On 5.2.2013, at 11.57, Jan-Frode Myklebust janfrode@tanso.net wrote:
I think there must be some bug I'm hitting here. One of my directors is still running with "client_limit = 1, process_limit = 100" for the lmtp service, and now it's logging:
master: Warning: service(lmtp): process_limit (100) reached, client connections are being dropped
Checking "sudo netstat -anp|grep ":24 " I see 287 ports in TIME_WAIT, one in CLOSE_WAIT and the listening "0.0.0.0:24". No active connections. There are 100 lmtp-processes running.
Sounds like the LMTP processes are hanging for some reason.. http://hg.dovecot.org/dovecot-2.1/rev/63117ab893dc might show something interesting, although I'm pretty sure it will just say that the processes are hanging in DATA command.
Other interesting things to check:
gdb -p <pid of lmtp process> bt full
strace -tt -p <pid of lmtp process> (for a few seconds to see if anything is happening)

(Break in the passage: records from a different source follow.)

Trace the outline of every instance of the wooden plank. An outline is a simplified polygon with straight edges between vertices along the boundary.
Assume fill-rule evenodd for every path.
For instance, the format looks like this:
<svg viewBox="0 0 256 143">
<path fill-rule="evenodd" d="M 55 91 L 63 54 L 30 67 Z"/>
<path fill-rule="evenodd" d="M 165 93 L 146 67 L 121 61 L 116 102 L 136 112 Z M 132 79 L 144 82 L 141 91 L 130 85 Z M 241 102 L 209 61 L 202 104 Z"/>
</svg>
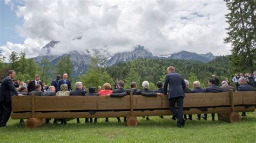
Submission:
<svg viewBox="0 0 256 143">
<path fill-rule="evenodd" d="M 255 92 L 234 92 L 234 105 L 255 105 Z M 31 97 L 12 97 L 12 111 L 31 111 Z M 122 98 L 98 96 L 35 96 L 35 111 L 130 110 L 130 96 Z M 167 96 L 163 98 L 133 96 L 134 109 L 166 109 Z M 230 105 L 229 92 L 186 94 L 184 108 Z"/>
<path fill-rule="evenodd" d="M 245 108 L 244 106 L 235 106 L 235 112 L 254 112 L 255 106 Z M 207 111 L 202 111 L 198 109 L 191 109 L 190 110 L 184 110 L 184 115 L 193 115 L 211 113 L 225 113 L 231 111 L 230 107 L 208 108 Z M 104 118 L 104 117 L 129 117 L 130 111 L 98 111 L 95 115 L 91 115 L 88 112 L 36 112 L 35 117 L 39 118 Z M 144 111 L 134 111 L 134 116 L 156 116 L 172 115 L 170 110 L 154 110 L 153 111 L 145 110 Z M 11 115 L 13 119 L 29 119 L 31 118 L 31 113 L 13 113 Z"/>
</svg>

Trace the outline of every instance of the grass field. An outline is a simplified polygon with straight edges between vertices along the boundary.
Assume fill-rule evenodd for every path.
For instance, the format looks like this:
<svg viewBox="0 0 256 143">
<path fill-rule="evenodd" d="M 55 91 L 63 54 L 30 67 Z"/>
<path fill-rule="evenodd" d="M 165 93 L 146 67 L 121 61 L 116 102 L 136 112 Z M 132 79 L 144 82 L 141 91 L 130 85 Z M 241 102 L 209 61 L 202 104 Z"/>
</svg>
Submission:
<svg viewBox="0 0 256 143">
<path fill-rule="evenodd" d="M 247 116 L 239 123 L 230 124 L 198 121 L 193 115 L 193 120 L 187 120 L 181 128 L 177 127 L 176 122 L 169 116 L 164 119 L 151 117 L 149 121 L 138 117 L 139 125 L 136 127 L 117 123 L 113 118 L 110 123 L 100 118 L 97 124 L 85 124 L 84 119 L 80 119 L 78 124 L 74 119 L 66 125 L 50 124 L 31 130 L 25 128 L 18 120 L 10 119 L 8 126 L 0 128 L 0 142 L 256 142 L 256 112 L 247 112 Z"/>
</svg>

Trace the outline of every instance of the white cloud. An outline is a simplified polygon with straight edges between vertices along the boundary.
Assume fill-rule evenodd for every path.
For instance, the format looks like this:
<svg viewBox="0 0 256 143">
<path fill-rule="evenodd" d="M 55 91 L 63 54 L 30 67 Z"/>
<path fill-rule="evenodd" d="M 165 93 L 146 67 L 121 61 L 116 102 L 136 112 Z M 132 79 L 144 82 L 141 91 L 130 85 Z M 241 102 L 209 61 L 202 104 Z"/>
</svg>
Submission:
<svg viewBox="0 0 256 143">
<path fill-rule="evenodd" d="M 12 3 L 5 0 L 5 3 Z M 52 51 L 56 54 L 105 46 L 113 54 L 137 44 L 154 54 L 182 50 L 230 54 L 229 45 L 223 44 L 227 26 L 224 15 L 228 11 L 222 0 L 31 0 L 24 3 L 16 5 L 17 16 L 24 19 L 17 30 L 25 38 L 18 45 L 29 56 L 36 55 L 51 40 L 60 41 Z M 72 40 L 80 36 L 81 40 Z M 17 45 L 11 44 L 12 49 L 7 45 L 1 48 L 17 50 Z"/>
</svg>

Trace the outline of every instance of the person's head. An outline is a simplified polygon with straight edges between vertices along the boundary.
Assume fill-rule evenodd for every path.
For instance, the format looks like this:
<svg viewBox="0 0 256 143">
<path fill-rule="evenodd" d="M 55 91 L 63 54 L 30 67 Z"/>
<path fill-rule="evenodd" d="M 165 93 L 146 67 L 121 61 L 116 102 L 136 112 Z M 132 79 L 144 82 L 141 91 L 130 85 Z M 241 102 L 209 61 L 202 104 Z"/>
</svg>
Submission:
<svg viewBox="0 0 256 143">
<path fill-rule="evenodd" d="M 63 79 L 67 79 L 68 77 L 69 77 L 69 76 L 68 75 L 68 74 L 67 73 L 65 73 L 63 74 Z"/>
<path fill-rule="evenodd" d="M 42 90 L 41 85 L 40 85 L 39 84 L 36 84 L 36 86 L 35 86 L 35 90 L 41 91 L 41 90 Z"/>
<path fill-rule="evenodd" d="M 22 87 L 19 90 L 21 90 L 21 91 L 26 92 L 28 92 L 28 89 L 24 87 Z"/>
<path fill-rule="evenodd" d="M 209 86 L 211 86 L 212 84 L 216 84 L 216 81 L 214 78 L 210 78 L 208 80 L 208 84 L 209 84 Z"/>
<path fill-rule="evenodd" d="M 136 84 L 136 83 L 135 82 L 131 82 L 130 85 L 131 85 L 131 88 L 137 89 L 137 84 Z"/>
<path fill-rule="evenodd" d="M 13 78 L 16 75 L 16 72 L 14 70 L 10 70 L 8 71 L 8 76 L 11 77 L 11 78 Z"/>
<path fill-rule="evenodd" d="M 57 79 L 57 80 L 60 80 L 60 78 L 61 78 L 61 77 L 60 77 L 60 75 L 57 75 L 57 76 L 56 76 L 56 79 Z"/>
<path fill-rule="evenodd" d="M 159 81 L 157 82 L 157 86 L 159 88 L 163 88 L 163 84 L 164 84 L 163 83 L 163 82 L 161 81 Z"/>
<path fill-rule="evenodd" d="M 83 89 L 83 83 L 82 83 L 82 82 L 78 81 L 76 82 L 75 85 L 76 85 L 76 88 L 78 88 L 79 89 Z"/>
<path fill-rule="evenodd" d="M 175 68 L 173 66 L 170 66 L 167 68 L 167 72 L 170 74 L 172 72 L 175 72 Z"/>
<path fill-rule="evenodd" d="M 40 75 L 36 75 L 35 76 L 35 80 L 37 81 L 39 81 L 40 80 Z"/>
<path fill-rule="evenodd" d="M 50 91 L 55 91 L 56 89 L 55 89 L 55 87 L 53 87 L 53 86 L 50 86 L 49 88 L 48 88 L 48 90 L 50 90 Z"/>
<path fill-rule="evenodd" d="M 149 82 L 147 81 L 144 81 L 142 83 L 142 87 L 143 88 L 143 89 L 149 89 Z"/>
<path fill-rule="evenodd" d="M 119 81 L 118 84 L 119 87 L 123 88 L 124 87 L 124 82 L 123 81 Z"/>
<path fill-rule="evenodd" d="M 241 77 L 238 80 L 238 83 L 240 85 L 246 84 L 247 83 L 247 80 L 245 77 Z"/>
<path fill-rule="evenodd" d="M 68 84 L 66 84 L 66 83 L 62 84 L 60 85 L 60 90 L 68 91 Z"/>
<path fill-rule="evenodd" d="M 190 82 L 187 80 L 184 80 L 185 83 L 186 83 L 186 87 L 187 88 L 190 84 Z"/>
<path fill-rule="evenodd" d="M 103 84 L 103 88 L 105 90 L 111 90 L 111 85 L 109 83 L 105 83 Z"/>
<path fill-rule="evenodd" d="M 89 92 L 90 93 L 95 93 L 95 87 L 89 87 Z"/>
<path fill-rule="evenodd" d="M 228 85 L 228 84 L 227 84 L 227 82 L 226 81 L 223 81 L 221 82 L 221 85 L 225 86 L 225 85 Z"/>
<path fill-rule="evenodd" d="M 200 87 L 200 82 L 199 81 L 194 81 L 193 83 L 193 88 L 194 89 Z"/>
</svg>

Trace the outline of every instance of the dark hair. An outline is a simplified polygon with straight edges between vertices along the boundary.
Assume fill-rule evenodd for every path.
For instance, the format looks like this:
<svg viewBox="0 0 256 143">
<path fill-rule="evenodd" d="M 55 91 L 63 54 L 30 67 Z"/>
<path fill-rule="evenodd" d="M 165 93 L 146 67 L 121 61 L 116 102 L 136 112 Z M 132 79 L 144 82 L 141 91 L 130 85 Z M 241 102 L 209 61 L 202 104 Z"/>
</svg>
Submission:
<svg viewBox="0 0 256 143">
<path fill-rule="evenodd" d="M 210 78 L 209 80 L 208 80 L 208 81 L 212 83 L 212 84 L 216 84 L 216 80 L 215 80 L 214 78 Z"/>
<path fill-rule="evenodd" d="M 12 74 L 13 73 L 16 73 L 16 72 L 15 72 L 14 70 L 9 70 L 9 71 L 8 71 L 8 75 Z"/>
<path fill-rule="evenodd" d="M 134 88 L 136 87 L 136 83 L 135 82 L 132 82 L 131 83 L 131 88 Z"/>
<path fill-rule="evenodd" d="M 163 82 L 159 81 L 157 82 L 157 86 L 158 88 L 163 88 Z"/>
<path fill-rule="evenodd" d="M 124 82 L 123 81 L 118 81 L 118 85 L 119 87 L 124 87 Z"/>
</svg>

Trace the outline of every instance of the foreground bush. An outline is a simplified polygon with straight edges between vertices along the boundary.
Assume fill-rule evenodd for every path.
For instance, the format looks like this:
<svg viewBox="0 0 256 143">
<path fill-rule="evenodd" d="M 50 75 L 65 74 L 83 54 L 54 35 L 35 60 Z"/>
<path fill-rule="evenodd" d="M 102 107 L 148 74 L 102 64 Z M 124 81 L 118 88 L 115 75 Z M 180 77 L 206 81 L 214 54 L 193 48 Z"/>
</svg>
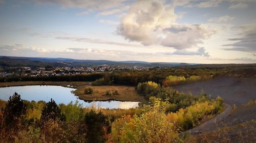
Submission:
<svg viewBox="0 0 256 143">
<path fill-rule="evenodd" d="M 24 104 L 24 101 L 21 99 L 20 95 L 15 92 L 10 97 L 4 109 L 4 126 L 11 128 L 20 126 L 26 110 L 27 106 Z"/>
<path fill-rule="evenodd" d="M 124 116 L 112 124 L 110 142 L 177 142 L 178 129 L 169 122 L 165 108 L 156 101 L 140 117 Z"/>
<path fill-rule="evenodd" d="M 61 111 L 55 101 L 51 99 L 51 101 L 46 103 L 46 106 L 42 108 L 40 119 L 41 123 L 46 122 L 50 119 L 53 121 L 65 121 L 65 115 L 61 113 Z"/>
<path fill-rule="evenodd" d="M 84 94 L 92 94 L 93 92 L 93 89 L 92 88 L 89 87 L 86 88 L 84 89 Z"/>
<path fill-rule="evenodd" d="M 103 135 L 111 132 L 111 126 L 106 117 L 101 111 L 96 113 L 91 110 L 86 114 L 84 123 L 87 127 L 86 138 L 88 142 L 105 142 L 105 138 Z"/>
</svg>

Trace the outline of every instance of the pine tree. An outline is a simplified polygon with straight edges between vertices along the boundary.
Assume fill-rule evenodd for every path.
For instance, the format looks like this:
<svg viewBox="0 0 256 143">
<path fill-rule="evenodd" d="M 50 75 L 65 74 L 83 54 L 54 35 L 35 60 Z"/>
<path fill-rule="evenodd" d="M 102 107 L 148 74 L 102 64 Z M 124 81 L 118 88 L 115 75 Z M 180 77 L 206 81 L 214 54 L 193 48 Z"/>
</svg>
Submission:
<svg viewBox="0 0 256 143">
<path fill-rule="evenodd" d="M 91 110 L 86 113 L 84 121 L 87 127 L 86 138 L 88 142 L 105 142 L 103 135 L 109 133 L 111 126 L 101 111 L 98 113 Z M 104 129 L 106 129 L 106 132 Z"/>
<path fill-rule="evenodd" d="M 4 124 L 6 126 L 16 127 L 20 124 L 22 117 L 26 112 L 27 107 L 20 95 L 15 93 L 10 96 L 4 109 Z"/>
<path fill-rule="evenodd" d="M 60 121 L 65 121 L 66 120 L 65 115 L 61 113 L 60 108 L 52 99 L 46 103 L 46 106 L 42 109 L 41 123 L 47 122 L 50 119 Z"/>
</svg>

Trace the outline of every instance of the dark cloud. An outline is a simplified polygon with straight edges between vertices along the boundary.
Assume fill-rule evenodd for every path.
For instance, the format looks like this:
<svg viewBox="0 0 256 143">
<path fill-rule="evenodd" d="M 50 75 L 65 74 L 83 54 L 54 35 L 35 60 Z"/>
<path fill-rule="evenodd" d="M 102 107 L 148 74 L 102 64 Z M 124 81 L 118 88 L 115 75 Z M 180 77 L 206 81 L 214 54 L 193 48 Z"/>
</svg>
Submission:
<svg viewBox="0 0 256 143">
<path fill-rule="evenodd" d="M 203 56 L 210 56 L 208 52 L 206 52 L 204 47 L 199 48 L 196 51 L 191 51 L 186 50 L 177 50 L 173 52 L 166 53 L 166 55 L 200 55 Z"/>
<path fill-rule="evenodd" d="M 256 24 L 241 26 L 239 27 L 243 32 L 238 35 L 240 38 L 230 38 L 234 43 L 224 45 L 224 46 L 232 46 L 231 48 L 222 48 L 225 50 L 241 51 L 256 52 Z"/>
</svg>

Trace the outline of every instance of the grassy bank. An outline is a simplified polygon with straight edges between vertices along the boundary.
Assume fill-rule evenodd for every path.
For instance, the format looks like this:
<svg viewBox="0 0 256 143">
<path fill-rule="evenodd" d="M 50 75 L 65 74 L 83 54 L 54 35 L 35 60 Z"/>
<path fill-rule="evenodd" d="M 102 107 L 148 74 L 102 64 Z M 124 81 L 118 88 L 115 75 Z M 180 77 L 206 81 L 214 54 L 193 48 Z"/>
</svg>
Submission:
<svg viewBox="0 0 256 143">
<path fill-rule="evenodd" d="M 92 94 L 86 94 L 84 90 L 91 88 L 93 89 Z M 107 95 L 108 91 L 113 92 L 117 91 L 118 95 Z M 103 101 L 109 100 L 115 100 L 125 101 L 140 101 L 143 103 L 147 103 L 148 101 L 143 96 L 139 95 L 135 88 L 133 87 L 128 86 L 89 86 L 82 85 L 78 87 L 75 91 L 76 95 L 79 96 L 79 98 L 84 100 Z"/>
<path fill-rule="evenodd" d="M 77 89 L 75 94 L 81 99 L 87 101 L 105 101 L 115 100 L 123 101 L 140 101 L 147 103 L 143 96 L 138 95 L 133 87 L 129 86 L 93 86 L 91 87 L 91 82 L 82 81 L 17 81 L 0 82 L 0 87 L 8 87 L 26 85 L 60 85 L 65 87 Z M 91 94 L 84 94 L 84 90 L 91 87 L 93 90 Z M 118 95 L 105 95 L 107 91 L 110 92 L 117 91 Z"/>
</svg>

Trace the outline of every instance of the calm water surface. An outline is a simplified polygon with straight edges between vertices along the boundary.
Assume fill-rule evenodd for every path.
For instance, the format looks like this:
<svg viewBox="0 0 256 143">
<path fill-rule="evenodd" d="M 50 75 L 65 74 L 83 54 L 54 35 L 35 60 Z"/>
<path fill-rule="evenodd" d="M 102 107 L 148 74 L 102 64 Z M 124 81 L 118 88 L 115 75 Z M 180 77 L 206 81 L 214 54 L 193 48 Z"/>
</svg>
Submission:
<svg viewBox="0 0 256 143">
<path fill-rule="evenodd" d="M 68 104 L 71 101 L 76 100 L 83 106 L 90 106 L 92 103 L 97 106 L 108 108 L 130 108 L 138 106 L 139 102 L 130 101 L 96 101 L 89 103 L 79 98 L 71 93 L 75 89 L 53 85 L 29 85 L 0 88 L 0 99 L 8 101 L 9 97 L 14 92 L 20 95 L 22 99 L 48 102 L 52 98 L 57 104 Z"/>
</svg>

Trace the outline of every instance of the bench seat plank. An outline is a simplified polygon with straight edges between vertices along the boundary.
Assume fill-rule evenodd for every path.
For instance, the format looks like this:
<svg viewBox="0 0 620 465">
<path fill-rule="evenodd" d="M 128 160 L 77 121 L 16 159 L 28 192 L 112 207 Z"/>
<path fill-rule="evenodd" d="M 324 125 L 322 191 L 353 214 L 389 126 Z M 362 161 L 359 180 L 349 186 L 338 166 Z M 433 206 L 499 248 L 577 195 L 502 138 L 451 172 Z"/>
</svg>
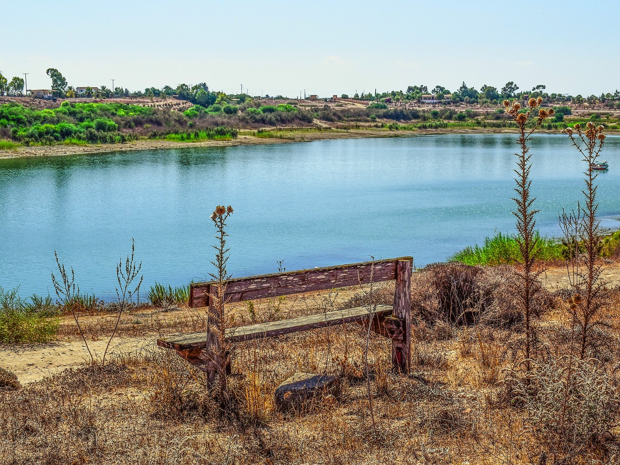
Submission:
<svg viewBox="0 0 620 465">
<path fill-rule="evenodd" d="M 226 282 L 224 300 L 229 304 L 396 279 L 396 264 L 399 260 L 412 261 L 413 259 L 401 257 L 229 279 Z M 209 287 L 213 284 L 190 284 L 189 306 L 208 306 Z"/>
<path fill-rule="evenodd" d="M 373 316 L 388 317 L 392 314 L 392 305 L 377 305 Z M 308 331 L 318 328 L 327 328 L 335 325 L 353 323 L 368 319 L 368 310 L 365 307 L 329 312 L 325 314 L 300 317 L 291 320 L 281 320 L 256 325 L 231 328 L 226 330 L 226 339 L 229 342 L 251 341 L 283 334 Z M 177 351 L 191 350 L 206 346 L 207 333 L 195 333 L 158 339 L 157 345 Z"/>
</svg>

If lmtp proxy is hanging, it should have a timeout (default 30 secs) and it should log about it if it triggers. (Although maybe not to error log.)
When trying to connect to the lmtp-port I immediately get dropped:
$ telnet localhost 24 Trying 127.0.0.1... Connected to localhost.localdomain (127.0.0.1). Escape character is '^]'. Connection closed by foreign host.
This happens when the master process notices that all the service processes are full.
Is there maybe some counter that's getting out of sync, or some back off penalty algorithm that kicks in when it first hit the process limit ?
Shouldn't be, but the proctitle patch should make it clearer. Strange anyway, I haven't heard of anything like this happening before.